I tried calling Rafe a few times but got no response. I wanted him to hear the names I’d found in the book and see if any of them sounded familiar. Of course, since I wanted him to come, he didn’t show up.
After midnight, I closed the book and tried not to think about anything else. I needed some sleep. Tomorrow would look better if I was well rested. I finally drifted off and found myself on an old ship that was flying the Jolly Roger. I was dressed in pants and a loose shirt. My boots were full of sand and had slits up the sides. I couldn’t see my face to know whether I looked like myself or some poor mate who was unfortunate enough to be on a pirate ship.
“Look alive there, boy.” Rafe answered my question. “I’ll not have any of my crew lollygagging on deck while we look for a place to hide my treasure.”
“Aye, sir!” my dream persona said, saluting smartly. “How will we know where the treasure will be safe, Cap’n?”
“I’ll know when we get there. Enough questions. Get to work trimming those sails.”
I wasn’t sure exactly what to do. The sails I’d been raised around were nothing like these billowing monsters. Gramps had a boat—the Eleanore, named for my grandmother—but it had a motor. He never trusted sails.
But while I didn’t know what to do, the boy whose body I was currently inhabiting did. He climbed the mast like a monkey until he was high above the deck.
“Sails, Cap’n!” he called out. “British frigates!”
He looked across the gray water toward the horizon. Two ships were heading toward us, sails unfurled. Their colors proclaimed them as British. He yelled down another warning. It wouldn’t do to hide treasure when they had to get away from the authorities.
But Rafe wouldn’t be deterred, telling the men his ship was lighter and faster and could outrun the frigates. They’d have plenty of time to escape. “You there—load the chest into a longboat. We’ll row to the island. The rest of them can get away and come back for us.”
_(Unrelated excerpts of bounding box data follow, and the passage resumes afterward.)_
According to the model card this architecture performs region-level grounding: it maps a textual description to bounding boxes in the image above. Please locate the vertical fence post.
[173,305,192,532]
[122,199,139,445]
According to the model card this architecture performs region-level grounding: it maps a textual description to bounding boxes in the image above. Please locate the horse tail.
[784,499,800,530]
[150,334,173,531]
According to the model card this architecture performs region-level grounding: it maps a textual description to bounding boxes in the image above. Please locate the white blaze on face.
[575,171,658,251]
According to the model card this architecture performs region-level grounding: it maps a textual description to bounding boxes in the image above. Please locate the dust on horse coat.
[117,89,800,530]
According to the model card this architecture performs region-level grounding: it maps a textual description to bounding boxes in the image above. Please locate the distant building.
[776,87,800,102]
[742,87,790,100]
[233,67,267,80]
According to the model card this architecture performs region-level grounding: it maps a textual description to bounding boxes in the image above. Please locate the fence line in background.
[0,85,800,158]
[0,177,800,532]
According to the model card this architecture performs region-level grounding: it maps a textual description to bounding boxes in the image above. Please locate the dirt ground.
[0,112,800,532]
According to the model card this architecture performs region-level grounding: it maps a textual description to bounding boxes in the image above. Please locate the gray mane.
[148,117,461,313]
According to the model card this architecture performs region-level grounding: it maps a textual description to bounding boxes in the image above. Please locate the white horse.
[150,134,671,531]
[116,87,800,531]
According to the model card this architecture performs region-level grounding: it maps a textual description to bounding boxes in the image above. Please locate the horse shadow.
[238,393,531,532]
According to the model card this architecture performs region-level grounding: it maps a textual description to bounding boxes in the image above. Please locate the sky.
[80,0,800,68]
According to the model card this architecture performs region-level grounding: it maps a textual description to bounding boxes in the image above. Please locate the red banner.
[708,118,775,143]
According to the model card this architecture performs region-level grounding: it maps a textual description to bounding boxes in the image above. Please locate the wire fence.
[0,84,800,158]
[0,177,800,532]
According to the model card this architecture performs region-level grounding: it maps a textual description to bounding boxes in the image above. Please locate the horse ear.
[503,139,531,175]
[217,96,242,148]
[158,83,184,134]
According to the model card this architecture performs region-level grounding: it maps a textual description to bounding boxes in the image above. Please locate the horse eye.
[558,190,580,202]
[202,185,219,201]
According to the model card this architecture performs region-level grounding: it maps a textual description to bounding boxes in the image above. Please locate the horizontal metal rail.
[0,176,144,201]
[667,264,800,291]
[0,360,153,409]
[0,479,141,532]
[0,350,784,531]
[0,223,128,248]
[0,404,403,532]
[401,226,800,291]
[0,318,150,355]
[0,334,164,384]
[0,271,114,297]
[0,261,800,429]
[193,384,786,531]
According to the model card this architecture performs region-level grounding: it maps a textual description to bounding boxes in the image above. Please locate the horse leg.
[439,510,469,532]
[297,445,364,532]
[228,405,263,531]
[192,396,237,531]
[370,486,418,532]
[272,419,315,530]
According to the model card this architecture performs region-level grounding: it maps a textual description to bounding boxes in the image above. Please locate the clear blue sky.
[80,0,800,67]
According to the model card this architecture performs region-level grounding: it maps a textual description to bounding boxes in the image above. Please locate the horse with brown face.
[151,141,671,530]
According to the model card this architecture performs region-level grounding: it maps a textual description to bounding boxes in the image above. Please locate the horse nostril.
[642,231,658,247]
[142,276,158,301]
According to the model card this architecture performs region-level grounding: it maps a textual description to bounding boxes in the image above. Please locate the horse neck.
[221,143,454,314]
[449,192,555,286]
Two burly men, the cabin boy (me) and Rafe left the pirate ship with the treasure chest stashed in the stern of the longboat.
The rest of the men stayed on the ship, making preparations to get out of the cove where they would be trapped if the frigates caught them there. The sails were unfurled. We could hear the voices of the sailors yelling orders as they struggled to turn and head out to sea.
But long before they could reach the freedom of the open waters, the British ships were on them. The battle was fierce but short as the ships traded cannon fire. In the end, the single pirate ship was no match for the British ships. The sky seemed to be on fire—smoke filling the air as the pirate ship broke apart and sank into the Atlantic.
“Get to work, ye scurvy bilge rats,” Rafe said gruffly, everyone jumping at the sound of his voice. “What’s past is past. Start digging. Let’s be done with it and get out of this godforsaken place.”
The sailors nodded and put their backs into shoveling sand at the base of a rocky outcropping near the water’s edge. The chest was deep and wide. It took them hours to get a hole deep enough for it using the flimsy tools they had.
When the chest was completely covered in sand, Rafe paced off the location from an odd-looking rock that resembled a duck head (a sign of the town that would be here someday?).
He made marks on the handle of his pistol to remember the number of paces to the place where the chest was buried. Then he grunted—a satisfied sound—and without warning, shot both the crewmen who’d buried the chest. They lay bleeding to death on the shore, waves lapping at their feet.
The young cabin boy was terrified. He didn’t know what to do. Should he run? Was there any way to escape Rafe?
“Drag ’em into the water and be quick about it,” Rafe instructed him. “I don’t want their bones giving away where the treasure is buried.”
“You’ll just kill me when I’m done,” the spunky boy protested.
“I’ll kill ye now if you don’t,” Rafe promised, waving his saber at him.
The boy knew the pistols were finished—they couldn’t be used again until they were reloaded. He knew he was fast but had also seen a pirate trick of throwing a saber or knife a good distance into a runner’s back.